Before we can approach the concept of microaggression, Dr. Wood showed how this problem is a part of the marketplace of ideas. The term “marketplace of ideas” was coined in 1919 in response and opposition to the Sedition Act. However, while the term was developed in 1919, the marketplace of ideas didn’t become a functioning practice until 34 years later. Being slow on the uptake, the marketplace of ideas did not originally work effectively either. Incorrect or inaccurate ideas continued (and still continue) to flourish because free debate was not (and is not) happening. Free debate cannot occur when politics invade the marketplace of ideas.
This brings us to microaggressions. Microaggressions are defined by UCLA’s (2014) Diversity in the Classroom as the everyday verbal, nonverbal, and environmental slights, snubs, or insults, whether intentional or unintentional, that communicate hostile, derogatory, or negative messages to target persons based solely upon their marginalized group membership. Let’s highlight a few examples to make this even clearer:
“I’m not racist. I have several Black friends”

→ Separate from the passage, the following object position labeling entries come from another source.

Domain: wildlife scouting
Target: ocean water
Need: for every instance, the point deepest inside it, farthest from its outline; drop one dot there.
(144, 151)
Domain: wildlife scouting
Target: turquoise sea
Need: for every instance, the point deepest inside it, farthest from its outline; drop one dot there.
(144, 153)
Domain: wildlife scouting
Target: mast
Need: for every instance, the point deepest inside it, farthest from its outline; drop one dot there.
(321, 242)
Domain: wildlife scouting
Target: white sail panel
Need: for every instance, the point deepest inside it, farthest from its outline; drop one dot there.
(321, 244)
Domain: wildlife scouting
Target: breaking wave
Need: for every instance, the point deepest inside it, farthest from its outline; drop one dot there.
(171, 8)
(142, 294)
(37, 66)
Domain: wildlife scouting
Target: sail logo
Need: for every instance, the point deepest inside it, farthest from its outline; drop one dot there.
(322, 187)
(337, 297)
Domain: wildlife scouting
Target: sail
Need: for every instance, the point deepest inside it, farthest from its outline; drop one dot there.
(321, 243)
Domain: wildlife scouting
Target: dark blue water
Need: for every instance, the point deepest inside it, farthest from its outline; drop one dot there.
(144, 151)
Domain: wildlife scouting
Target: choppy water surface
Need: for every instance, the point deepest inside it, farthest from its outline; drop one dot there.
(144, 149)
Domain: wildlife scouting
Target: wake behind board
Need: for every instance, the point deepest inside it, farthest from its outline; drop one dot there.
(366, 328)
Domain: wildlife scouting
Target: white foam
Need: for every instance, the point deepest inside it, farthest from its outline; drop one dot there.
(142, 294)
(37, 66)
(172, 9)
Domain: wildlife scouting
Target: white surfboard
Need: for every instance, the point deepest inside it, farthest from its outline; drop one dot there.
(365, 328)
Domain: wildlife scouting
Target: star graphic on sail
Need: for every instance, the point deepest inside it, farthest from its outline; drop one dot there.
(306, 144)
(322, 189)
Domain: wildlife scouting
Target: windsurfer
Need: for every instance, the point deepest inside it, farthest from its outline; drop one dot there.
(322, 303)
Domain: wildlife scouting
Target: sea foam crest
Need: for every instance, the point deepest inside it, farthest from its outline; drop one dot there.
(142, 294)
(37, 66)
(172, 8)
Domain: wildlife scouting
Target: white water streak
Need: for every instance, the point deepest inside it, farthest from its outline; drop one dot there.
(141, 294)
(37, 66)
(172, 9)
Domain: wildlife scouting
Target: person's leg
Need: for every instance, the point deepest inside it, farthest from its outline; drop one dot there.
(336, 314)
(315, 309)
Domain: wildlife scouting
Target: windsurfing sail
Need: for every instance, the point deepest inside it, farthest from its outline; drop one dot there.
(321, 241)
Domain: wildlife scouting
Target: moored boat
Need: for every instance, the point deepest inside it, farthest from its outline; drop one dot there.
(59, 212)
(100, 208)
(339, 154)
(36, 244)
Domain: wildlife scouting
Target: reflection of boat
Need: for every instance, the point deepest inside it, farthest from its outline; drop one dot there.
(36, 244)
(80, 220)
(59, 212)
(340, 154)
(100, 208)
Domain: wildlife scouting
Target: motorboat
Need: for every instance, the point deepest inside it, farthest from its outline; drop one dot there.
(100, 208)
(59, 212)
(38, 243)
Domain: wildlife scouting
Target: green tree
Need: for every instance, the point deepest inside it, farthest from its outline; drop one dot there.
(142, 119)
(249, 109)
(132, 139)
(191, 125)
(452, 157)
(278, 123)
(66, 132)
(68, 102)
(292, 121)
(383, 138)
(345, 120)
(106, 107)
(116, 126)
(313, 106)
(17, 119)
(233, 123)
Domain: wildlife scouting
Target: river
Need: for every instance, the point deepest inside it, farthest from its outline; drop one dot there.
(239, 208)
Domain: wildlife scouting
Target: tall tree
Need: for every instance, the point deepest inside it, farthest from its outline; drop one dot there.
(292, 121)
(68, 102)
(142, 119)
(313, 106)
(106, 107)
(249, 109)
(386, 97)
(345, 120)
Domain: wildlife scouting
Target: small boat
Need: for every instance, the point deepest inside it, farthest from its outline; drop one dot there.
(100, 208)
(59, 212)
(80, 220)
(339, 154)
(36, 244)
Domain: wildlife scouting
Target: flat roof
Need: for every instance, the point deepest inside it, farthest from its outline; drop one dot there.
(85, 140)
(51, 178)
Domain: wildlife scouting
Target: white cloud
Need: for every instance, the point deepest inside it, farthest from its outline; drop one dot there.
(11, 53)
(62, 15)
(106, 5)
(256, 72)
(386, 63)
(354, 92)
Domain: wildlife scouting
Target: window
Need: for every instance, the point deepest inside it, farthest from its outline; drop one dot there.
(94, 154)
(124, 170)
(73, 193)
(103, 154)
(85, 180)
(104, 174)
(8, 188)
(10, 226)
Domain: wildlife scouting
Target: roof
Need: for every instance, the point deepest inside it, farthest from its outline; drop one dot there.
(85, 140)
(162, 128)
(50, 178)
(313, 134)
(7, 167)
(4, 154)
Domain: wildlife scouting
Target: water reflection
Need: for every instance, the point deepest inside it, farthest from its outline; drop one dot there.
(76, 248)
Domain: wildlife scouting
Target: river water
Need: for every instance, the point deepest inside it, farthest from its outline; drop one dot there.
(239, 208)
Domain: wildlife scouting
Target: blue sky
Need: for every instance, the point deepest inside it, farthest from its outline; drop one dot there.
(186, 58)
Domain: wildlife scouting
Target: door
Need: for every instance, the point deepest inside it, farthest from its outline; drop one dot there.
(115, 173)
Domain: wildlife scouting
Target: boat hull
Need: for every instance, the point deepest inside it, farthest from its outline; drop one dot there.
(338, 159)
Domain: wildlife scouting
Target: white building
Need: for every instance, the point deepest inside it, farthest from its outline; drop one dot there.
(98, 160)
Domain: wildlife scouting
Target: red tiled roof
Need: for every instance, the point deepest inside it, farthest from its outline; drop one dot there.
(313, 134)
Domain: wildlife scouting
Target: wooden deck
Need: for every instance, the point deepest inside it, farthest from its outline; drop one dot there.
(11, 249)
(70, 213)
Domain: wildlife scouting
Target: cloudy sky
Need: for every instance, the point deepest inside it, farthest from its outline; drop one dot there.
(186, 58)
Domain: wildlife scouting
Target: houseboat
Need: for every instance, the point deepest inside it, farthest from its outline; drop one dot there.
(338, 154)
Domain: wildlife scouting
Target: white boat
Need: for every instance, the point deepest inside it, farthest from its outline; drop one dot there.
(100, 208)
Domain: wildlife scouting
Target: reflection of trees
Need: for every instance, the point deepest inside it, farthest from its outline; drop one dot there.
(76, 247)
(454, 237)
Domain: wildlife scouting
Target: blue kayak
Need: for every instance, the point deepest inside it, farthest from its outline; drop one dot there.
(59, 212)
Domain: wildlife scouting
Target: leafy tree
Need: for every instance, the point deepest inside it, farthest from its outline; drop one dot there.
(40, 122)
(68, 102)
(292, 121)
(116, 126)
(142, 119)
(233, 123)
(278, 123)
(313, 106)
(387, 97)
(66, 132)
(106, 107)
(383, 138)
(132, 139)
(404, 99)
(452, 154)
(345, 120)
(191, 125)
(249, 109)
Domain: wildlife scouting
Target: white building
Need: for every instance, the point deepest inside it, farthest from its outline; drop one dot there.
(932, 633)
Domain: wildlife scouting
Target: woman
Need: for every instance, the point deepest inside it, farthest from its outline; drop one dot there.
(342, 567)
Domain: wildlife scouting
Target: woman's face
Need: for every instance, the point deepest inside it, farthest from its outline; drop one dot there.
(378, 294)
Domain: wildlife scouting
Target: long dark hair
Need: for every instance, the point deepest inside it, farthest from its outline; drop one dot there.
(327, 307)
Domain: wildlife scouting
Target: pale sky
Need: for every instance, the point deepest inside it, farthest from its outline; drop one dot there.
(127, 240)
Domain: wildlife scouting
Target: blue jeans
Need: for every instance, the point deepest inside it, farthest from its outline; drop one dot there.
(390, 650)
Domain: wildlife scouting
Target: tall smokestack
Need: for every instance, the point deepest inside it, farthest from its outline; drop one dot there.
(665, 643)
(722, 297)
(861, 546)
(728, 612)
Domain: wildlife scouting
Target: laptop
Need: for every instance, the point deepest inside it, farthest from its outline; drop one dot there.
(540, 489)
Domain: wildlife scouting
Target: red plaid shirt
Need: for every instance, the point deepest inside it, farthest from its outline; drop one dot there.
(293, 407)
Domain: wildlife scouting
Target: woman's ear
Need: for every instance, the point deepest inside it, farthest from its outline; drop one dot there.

The message here is “I could never be racist because I have friends of color.” This is a microaggression denying individual racism. While the speaker might not intend to be insulting, the message being conveyed marginalizes an entire community of people by denying that differences cause fault lines and separation. Not all microaggressions are obvious. The satirical website “Everything is a Problem” has cataloged microaggressions, and even noticing someone sweating is a microaggression. Students are now hyper-alert to insults and have thin skins. When students come to a university, they are seeking repair or redemption of their differences or uniqueness. Therefore, Dr. Wood advises that universities need to be able to recognize that microaggressions are taking place and then address them.
This culture of microaggressions did not just appear overnight. In the 1960s, a cultural shift occurred where a culture of aggression was developed and the ethic of expressive anger developed the “angry American.” Anger gives a temporary sense of power to fight back against the system. This cultural change promoted emotional authenticity as the ultimate virtue and as a way to live life, but emotional authenticity, when first expressed, rarely comes out as joy. Anger is an easier emotional expression.

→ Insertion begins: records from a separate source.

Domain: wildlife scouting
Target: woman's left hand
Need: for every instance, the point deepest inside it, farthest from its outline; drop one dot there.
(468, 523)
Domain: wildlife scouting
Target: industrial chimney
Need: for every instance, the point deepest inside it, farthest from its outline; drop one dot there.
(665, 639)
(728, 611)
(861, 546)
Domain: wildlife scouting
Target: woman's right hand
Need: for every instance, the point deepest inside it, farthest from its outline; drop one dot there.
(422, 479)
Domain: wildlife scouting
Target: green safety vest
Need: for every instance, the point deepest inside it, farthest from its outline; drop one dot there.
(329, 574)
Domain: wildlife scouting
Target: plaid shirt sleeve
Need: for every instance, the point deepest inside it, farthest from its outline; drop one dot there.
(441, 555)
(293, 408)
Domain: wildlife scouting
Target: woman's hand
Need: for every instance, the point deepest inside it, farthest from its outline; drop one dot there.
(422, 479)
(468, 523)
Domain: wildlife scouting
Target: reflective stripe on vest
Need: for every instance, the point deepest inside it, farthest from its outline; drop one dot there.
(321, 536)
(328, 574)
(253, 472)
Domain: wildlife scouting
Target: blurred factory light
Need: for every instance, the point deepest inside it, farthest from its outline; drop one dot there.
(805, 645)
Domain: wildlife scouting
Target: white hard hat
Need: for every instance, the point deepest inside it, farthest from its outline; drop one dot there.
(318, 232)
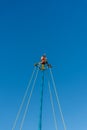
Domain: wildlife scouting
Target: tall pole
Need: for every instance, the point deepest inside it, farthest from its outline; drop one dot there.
(41, 102)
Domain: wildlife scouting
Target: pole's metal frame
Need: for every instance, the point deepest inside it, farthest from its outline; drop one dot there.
(41, 102)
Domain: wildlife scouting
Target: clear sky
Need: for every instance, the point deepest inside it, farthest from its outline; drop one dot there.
(27, 30)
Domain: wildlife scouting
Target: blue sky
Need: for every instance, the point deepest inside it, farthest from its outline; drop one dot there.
(27, 30)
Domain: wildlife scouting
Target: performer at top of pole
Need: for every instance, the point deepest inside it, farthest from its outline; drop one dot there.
(43, 64)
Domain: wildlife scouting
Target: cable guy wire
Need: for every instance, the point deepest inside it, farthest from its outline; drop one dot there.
(58, 102)
(15, 122)
(22, 122)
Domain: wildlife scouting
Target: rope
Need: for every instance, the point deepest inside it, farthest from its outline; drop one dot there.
(22, 122)
(41, 102)
(15, 122)
(51, 99)
(58, 102)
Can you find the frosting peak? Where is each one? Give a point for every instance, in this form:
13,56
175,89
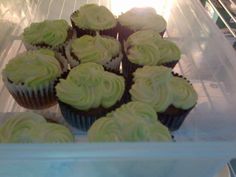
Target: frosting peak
134,121
98,49
94,17
89,86
156,86
50,32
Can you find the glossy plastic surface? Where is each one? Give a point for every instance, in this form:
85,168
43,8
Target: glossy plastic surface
205,142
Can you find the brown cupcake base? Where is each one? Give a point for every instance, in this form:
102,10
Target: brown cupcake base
129,68
83,120
39,98
173,117
125,32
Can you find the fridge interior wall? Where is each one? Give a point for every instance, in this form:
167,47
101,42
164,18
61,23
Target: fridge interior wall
207,60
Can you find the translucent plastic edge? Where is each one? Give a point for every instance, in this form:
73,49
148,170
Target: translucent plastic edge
215,150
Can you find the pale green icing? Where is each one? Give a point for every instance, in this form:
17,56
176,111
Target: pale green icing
156,86
141,19
169,51
185,96
94,17
50,32
151,85
33,69
96,49
29,127
89,86
134,121
148,48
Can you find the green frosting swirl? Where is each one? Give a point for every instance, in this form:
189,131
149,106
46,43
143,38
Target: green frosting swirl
29,127
89,86
33,68
148,48
96,49
184,95
141,19
50,32
156,86
94,17
134,121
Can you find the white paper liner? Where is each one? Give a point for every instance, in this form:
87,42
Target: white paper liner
113,64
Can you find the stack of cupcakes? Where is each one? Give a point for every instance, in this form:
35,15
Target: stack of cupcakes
111,76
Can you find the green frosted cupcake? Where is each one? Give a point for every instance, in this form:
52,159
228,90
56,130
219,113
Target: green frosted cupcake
98,49
172,96
30,78
137,19
51,34
88,93
29,127
92,18
134,121
148,48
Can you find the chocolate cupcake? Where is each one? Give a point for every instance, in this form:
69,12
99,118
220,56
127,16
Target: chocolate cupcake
172,96
30,78
148,48
131,122
51,34
102,50
92,18
88,93
29,127
137,19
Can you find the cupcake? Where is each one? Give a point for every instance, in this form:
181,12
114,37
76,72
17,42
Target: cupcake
134,121
172,96
92,18
29,127
98,49
137,19
51,34
148,48
30,78
88,93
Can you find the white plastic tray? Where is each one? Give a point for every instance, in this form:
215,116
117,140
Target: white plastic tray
205,142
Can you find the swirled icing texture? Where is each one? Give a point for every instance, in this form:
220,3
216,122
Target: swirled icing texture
147,48
89,86
94,17
96,49
156,86
50,32
29,127
33,68
134,121
141,19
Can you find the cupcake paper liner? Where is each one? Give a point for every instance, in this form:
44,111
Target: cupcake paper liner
36,98
80,32
173,117
113,65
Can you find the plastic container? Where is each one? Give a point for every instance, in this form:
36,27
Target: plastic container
205,142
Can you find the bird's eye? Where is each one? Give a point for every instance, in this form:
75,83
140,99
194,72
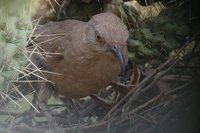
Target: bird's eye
98,37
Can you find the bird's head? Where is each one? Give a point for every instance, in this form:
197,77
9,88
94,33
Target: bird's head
106,32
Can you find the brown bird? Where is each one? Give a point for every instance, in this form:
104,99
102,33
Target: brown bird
87,55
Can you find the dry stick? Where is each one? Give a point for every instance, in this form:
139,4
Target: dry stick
139,86
147,79
115,121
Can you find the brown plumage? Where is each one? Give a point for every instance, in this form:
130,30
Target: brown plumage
88,55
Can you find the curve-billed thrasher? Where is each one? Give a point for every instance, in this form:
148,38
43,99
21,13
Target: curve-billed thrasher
87,55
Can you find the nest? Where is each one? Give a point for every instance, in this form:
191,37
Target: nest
164,100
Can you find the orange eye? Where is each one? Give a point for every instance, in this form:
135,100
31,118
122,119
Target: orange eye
98,37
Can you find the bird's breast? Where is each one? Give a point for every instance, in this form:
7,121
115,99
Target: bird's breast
85,76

(Author’s Note: Skepticism here is warranted, as I too was quite skeptical, but please think about driving during rush hour. If you are attempting to change lanes during rush hour, when you actually do have the chance to change lanes, rarely is one joyful at making the lane change, instead often one is mad at all the traffic on the roads. Especially in Atlanta.)

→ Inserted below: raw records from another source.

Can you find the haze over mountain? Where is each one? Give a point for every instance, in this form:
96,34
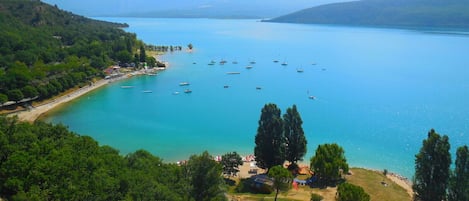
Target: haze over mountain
187,8
395,13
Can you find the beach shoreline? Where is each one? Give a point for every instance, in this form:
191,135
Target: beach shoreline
35,112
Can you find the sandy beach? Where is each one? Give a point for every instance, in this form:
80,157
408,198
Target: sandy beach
34,113
399,180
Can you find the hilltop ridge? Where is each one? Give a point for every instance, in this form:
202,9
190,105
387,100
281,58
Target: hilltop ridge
452,14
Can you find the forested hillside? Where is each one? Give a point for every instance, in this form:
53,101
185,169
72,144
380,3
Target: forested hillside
397,13
44,50
47,162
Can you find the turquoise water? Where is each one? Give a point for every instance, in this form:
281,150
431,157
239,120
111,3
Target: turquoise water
378,91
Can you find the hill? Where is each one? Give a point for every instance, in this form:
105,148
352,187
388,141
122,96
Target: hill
45,50
452,14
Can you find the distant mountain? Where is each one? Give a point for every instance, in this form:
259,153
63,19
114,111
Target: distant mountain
45,50
394,13
187,8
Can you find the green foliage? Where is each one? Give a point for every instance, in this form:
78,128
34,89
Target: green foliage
41,161
401,13
3,98
316,197
270,139
350,192
296,140
40,43
432,171
459,180
328,162
203,174
281,177
15,95
230,163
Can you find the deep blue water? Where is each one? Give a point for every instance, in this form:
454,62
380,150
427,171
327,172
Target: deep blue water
378,91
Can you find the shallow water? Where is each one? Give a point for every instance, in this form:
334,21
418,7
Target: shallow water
378,91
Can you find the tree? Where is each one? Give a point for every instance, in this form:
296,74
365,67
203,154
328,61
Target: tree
230,162
296,140
3,98
282,179
459,181
15,95
29,91
143,55
350,192
432,168
270,141
204,175
328,162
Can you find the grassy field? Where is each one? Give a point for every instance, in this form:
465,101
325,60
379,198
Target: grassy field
369,180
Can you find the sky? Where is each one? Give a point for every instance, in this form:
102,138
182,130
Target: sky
262,8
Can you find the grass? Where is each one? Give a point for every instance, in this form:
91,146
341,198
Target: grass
369,180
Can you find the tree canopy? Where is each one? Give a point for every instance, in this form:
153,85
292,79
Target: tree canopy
270,140
459,180
230,163
295,136
41,161
432,171
41,46
350,192
328,162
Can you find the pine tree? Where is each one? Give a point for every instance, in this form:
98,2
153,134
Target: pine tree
296,140
459,182
270,141
432,168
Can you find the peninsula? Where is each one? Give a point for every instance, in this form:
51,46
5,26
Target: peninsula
430,14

This brings us to diversity perpetuating an angry America. Dr. Wood discussed how we as society view diversity in a beautiful Christmas wrapping with only positive traits. However, diversity also is an invitation to show true emotions about a dark and marginalized past. Diversity on a deeper emotional level can reveal bitterness and resentment because diversity means that we must accept that people are divided and divisions can be painful. Diversity teaches people expressive anger, which does not mean violence. For example, song lyrics can be a means of expressive anger as can art, movies, and writing. Dr. Wood highlighted that our culture and higher education perpetuates this anger entitlement by a generational role modeling of carrying the angry chip on your shoulder. But, a civil society will not result from being able to carry a chip on your shoulder.
At this point, you might be concerned about the trajectory of society, and there is hope. Dr. Wood pointed out that the search for truth is difficult, and the traditional role of the university was to sort through differing truths. While this fell out of favor when the culture of anger arose, colleges still shape the character of students. Students look for a sense of community at their colleges and Student Life is one way which colleges acknowledge diversity and sustainability. Beyond Student Life, critical thinking is the essential breakthrough for anger and for the marketplace of ideas. A marketplace of ideas cannot exist when there is a need for conformity. So, in acknowledging both the positive and negative aspects of diversity, the university can challenge students to examine how their freedom of expression can be shaped respectfully and give students the tools to think through societal issues with critical analysis.